Barr, 341 B.R. at 185.

CONCLUSION

For the foregoing reasons, the Court holds the plain language of § 1325(b) requires an above-median-income debtor's projected disposable income to be determined in accordance with current monthly income minus expenses set forth in the means test in § 707(b). In other words, Debtors' are not obligated to pay more than the disposable income calculated on Form B22C. This applies regardless of any known changes in Debtors' expenses, such as satisfaction of their two 401(k) loans.[4] Because Debtors' plan proposes monthly payments exceeding their disposable income, American Express's objection to confirmation will be overruled.

An Order in accordance with this Opinion will be entered on this date.

NOTES

[1] The Bankruptcy Abuse Prevention and Consumer Protection Act of 2005 ("BAPCPA").

[2] The definition in § 1325(b)(3) of "amounts reasonably necessary" for the support or maintenance of the debtor in calculating disposable income specifically references § 707(b)(2)(B). Miller, 361 B.R. at 235 ("Under § 707(b)(2)(B), the court may consider special circumstances that make `such expenses or adjustments to income necessary and reasonable.'"); see also In re Kolb, 366 B.R. at 810-12 (Bankr.S.D.Ohio 2007). Special circumstances warranting adjustment of income or expenses may include a serious health problem or active military duty. 11 U.S.C. § 707(b)(2)(B)(i).

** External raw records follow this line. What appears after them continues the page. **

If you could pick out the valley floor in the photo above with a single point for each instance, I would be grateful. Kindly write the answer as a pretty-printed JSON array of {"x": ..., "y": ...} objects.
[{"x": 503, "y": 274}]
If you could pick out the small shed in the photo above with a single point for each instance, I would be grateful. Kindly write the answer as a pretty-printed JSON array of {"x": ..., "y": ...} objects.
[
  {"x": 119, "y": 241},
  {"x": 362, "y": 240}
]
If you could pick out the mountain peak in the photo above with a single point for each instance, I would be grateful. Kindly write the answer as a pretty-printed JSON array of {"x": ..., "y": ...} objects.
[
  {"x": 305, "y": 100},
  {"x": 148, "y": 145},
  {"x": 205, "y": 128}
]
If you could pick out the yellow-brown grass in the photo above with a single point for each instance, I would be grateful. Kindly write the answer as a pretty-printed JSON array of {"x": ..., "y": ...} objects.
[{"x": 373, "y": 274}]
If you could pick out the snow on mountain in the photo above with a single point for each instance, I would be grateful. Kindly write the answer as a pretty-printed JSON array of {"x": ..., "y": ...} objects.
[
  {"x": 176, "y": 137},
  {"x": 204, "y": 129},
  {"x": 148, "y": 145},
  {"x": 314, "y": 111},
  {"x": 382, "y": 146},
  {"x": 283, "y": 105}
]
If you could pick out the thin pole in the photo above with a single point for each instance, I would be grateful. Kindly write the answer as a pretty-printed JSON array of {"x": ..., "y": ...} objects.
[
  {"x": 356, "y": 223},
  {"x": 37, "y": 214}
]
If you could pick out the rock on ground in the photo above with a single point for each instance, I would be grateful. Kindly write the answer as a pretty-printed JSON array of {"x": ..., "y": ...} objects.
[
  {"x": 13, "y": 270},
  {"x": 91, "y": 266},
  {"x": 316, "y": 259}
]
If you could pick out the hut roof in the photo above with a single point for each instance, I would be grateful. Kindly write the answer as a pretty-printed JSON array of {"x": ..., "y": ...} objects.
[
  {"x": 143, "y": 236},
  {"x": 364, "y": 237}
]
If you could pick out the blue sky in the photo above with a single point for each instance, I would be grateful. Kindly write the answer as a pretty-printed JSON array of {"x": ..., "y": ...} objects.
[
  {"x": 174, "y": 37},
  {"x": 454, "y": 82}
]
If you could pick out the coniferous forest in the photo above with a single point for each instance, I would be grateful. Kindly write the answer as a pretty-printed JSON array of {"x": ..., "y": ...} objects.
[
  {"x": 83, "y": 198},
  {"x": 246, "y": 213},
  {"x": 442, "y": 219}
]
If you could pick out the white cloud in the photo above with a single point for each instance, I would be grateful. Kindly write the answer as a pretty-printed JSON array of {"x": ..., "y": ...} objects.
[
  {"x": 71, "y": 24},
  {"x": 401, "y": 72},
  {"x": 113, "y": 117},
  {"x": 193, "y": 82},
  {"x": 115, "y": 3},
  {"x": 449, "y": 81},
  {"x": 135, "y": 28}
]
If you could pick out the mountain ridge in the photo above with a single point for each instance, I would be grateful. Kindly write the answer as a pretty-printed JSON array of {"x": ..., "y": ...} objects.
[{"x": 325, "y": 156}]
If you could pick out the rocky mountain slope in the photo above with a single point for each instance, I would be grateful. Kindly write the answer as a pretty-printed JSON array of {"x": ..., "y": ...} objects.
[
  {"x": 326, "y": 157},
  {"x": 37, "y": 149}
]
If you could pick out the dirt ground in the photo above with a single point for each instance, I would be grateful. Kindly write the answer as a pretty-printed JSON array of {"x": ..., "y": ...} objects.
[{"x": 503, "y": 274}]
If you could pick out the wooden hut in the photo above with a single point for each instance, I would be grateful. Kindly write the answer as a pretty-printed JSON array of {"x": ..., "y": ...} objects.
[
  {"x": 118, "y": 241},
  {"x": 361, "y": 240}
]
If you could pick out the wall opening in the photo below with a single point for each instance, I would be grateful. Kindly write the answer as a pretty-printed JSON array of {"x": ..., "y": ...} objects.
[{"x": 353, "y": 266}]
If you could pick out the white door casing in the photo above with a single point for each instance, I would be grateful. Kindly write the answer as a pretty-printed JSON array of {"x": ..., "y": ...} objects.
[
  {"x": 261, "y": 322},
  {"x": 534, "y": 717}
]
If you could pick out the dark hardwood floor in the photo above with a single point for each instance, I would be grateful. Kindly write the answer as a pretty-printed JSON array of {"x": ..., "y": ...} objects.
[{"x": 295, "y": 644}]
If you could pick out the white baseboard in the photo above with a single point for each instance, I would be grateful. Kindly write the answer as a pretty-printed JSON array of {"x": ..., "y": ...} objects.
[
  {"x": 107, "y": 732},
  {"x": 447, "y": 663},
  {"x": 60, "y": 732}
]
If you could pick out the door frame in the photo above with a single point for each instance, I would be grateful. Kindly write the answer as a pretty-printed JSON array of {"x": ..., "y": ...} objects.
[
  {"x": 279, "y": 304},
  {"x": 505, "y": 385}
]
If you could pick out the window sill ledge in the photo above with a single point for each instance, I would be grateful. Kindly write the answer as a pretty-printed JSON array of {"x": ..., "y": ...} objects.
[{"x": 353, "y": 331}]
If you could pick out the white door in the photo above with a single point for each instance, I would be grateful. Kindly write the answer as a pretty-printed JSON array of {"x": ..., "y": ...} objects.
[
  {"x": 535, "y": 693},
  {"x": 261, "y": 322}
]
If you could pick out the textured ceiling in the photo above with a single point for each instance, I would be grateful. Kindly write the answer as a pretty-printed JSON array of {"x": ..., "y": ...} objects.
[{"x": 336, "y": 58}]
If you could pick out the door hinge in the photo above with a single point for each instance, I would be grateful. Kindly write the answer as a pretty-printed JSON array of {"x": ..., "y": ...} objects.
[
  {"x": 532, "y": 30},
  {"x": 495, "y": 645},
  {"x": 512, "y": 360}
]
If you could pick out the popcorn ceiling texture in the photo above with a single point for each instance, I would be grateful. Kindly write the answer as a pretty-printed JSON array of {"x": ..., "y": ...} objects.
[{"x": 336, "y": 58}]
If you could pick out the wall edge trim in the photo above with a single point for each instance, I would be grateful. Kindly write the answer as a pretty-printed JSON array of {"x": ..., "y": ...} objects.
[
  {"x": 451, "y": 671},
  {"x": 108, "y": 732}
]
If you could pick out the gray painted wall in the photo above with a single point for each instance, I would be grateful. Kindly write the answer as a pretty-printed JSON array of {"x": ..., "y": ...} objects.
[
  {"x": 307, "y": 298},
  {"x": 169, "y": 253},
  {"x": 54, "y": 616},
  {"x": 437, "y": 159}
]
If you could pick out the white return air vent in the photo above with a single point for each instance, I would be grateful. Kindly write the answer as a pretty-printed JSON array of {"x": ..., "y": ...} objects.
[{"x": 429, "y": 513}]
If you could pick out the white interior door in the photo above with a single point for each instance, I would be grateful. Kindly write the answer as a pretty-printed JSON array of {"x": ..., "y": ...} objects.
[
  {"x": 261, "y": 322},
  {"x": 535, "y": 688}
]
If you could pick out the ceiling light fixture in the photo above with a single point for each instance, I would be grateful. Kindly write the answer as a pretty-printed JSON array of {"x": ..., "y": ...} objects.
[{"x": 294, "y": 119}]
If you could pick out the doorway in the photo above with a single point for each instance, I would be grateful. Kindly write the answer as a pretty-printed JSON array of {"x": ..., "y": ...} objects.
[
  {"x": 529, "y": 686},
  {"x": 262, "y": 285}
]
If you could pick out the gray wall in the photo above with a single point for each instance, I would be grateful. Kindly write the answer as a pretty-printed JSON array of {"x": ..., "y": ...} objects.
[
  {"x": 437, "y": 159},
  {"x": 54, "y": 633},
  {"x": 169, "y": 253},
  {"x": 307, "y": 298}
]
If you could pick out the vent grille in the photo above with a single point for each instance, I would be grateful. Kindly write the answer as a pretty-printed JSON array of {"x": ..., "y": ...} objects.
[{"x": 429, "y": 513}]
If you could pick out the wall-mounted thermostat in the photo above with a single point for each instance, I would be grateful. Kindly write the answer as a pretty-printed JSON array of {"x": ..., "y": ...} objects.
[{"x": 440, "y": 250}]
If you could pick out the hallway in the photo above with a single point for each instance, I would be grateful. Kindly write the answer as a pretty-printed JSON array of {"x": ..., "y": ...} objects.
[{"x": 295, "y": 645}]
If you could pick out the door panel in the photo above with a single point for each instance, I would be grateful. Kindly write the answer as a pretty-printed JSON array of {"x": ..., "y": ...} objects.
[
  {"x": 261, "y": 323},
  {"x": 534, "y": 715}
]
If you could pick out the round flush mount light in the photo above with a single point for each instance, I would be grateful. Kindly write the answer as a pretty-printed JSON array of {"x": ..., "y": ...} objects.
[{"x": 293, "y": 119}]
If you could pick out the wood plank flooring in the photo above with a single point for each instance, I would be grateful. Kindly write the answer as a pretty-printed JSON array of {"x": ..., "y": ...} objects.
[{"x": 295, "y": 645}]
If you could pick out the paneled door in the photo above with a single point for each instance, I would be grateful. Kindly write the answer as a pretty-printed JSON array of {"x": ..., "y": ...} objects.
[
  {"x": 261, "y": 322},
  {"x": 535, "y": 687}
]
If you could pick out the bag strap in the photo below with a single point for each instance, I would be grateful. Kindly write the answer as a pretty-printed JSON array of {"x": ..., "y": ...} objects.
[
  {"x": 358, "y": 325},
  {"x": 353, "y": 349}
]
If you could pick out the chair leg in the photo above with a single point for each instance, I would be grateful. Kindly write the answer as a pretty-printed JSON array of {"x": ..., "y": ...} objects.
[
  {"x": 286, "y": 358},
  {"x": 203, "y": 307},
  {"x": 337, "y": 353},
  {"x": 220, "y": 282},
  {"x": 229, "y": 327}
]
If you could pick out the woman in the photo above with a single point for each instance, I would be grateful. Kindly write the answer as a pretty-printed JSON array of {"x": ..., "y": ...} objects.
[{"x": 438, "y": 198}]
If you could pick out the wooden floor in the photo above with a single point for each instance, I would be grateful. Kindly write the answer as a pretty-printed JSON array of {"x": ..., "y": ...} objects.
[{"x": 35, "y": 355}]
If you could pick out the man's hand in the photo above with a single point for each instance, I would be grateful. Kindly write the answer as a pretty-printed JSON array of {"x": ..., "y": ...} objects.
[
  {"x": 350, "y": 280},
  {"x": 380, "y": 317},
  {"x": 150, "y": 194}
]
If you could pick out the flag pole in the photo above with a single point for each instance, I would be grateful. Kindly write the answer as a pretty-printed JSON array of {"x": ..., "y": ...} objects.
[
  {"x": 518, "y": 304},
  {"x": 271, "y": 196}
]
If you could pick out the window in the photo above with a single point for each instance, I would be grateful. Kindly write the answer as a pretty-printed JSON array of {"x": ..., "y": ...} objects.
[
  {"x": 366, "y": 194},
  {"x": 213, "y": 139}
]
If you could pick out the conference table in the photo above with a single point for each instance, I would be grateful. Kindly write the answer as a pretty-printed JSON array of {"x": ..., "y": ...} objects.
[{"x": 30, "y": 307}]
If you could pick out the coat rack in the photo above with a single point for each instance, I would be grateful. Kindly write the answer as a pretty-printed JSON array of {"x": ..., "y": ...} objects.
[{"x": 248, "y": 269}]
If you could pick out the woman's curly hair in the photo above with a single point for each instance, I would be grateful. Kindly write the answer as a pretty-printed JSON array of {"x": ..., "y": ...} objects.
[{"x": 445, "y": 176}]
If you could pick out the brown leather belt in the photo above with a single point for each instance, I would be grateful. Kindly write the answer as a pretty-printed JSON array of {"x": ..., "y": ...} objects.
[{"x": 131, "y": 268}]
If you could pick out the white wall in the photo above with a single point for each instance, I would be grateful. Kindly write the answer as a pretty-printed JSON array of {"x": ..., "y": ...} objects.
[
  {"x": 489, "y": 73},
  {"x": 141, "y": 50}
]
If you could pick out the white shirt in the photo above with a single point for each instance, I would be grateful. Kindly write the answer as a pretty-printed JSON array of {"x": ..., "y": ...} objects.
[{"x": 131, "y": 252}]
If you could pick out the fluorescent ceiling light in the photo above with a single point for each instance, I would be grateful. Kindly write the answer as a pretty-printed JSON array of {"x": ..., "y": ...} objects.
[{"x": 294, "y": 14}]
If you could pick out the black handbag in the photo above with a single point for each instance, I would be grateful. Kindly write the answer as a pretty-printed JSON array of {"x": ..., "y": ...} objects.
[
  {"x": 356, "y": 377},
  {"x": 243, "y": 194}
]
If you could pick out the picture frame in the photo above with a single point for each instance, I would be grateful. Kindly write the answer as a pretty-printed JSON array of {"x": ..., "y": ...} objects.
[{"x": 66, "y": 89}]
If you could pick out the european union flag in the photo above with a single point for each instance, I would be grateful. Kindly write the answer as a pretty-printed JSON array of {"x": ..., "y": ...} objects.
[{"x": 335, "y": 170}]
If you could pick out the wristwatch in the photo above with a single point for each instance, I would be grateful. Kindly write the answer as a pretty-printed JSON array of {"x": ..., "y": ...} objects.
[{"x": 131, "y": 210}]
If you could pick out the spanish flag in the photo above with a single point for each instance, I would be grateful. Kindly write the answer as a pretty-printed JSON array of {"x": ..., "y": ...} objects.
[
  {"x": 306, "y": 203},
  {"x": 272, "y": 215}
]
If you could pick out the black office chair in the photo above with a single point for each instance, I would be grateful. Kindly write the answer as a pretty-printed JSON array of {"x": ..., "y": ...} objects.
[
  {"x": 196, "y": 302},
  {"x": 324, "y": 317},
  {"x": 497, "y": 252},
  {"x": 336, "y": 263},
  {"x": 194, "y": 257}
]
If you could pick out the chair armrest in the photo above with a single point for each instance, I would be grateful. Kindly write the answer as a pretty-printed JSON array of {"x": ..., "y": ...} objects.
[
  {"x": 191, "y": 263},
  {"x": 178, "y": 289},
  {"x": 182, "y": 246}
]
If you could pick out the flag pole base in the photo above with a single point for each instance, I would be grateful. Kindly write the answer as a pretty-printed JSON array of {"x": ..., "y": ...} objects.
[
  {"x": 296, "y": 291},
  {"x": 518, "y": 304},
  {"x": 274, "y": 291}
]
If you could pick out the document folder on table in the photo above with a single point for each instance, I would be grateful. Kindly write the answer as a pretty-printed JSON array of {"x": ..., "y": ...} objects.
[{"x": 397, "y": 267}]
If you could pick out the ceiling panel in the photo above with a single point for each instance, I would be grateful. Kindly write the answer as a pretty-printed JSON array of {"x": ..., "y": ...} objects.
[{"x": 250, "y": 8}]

[3] As one court has noted, the scanty legislative history of BAPCPA has limited value as a tool of interpretation due to the lack of a conference committee report or similar report representing the full membership of Congress. Kolb, 366 B.R. at 808-09. The only available report, the House Judiciary Report "'represents only a view of members of one committee of one house of the federal bicameral legislature'" and does little more than paraphrase or recite the statutory text. Id. (quoting In re Sorrell, 359 B.R. 167, 176 (Bankr. S.D.Ohio 2007)). The report "`often contains a mere recitation of the eventually enacted statutory text and adds little, if any, assistance to the court's efforts in determining Congress's intent.'" Id. (quoting Sorrell, 359 B.R. at 176).

[4] Section 707(b)(2)(A)(iii) requires payment of secured claims to be calculated over a 60 month period, even if they will be satisfied in less time. Therefore, Debtors' projected disposable income takes into account full payment of their 401(k) loans, and additional adjustments need not be made once the loans are satisfied. See Brady, 361 B.R. at 775.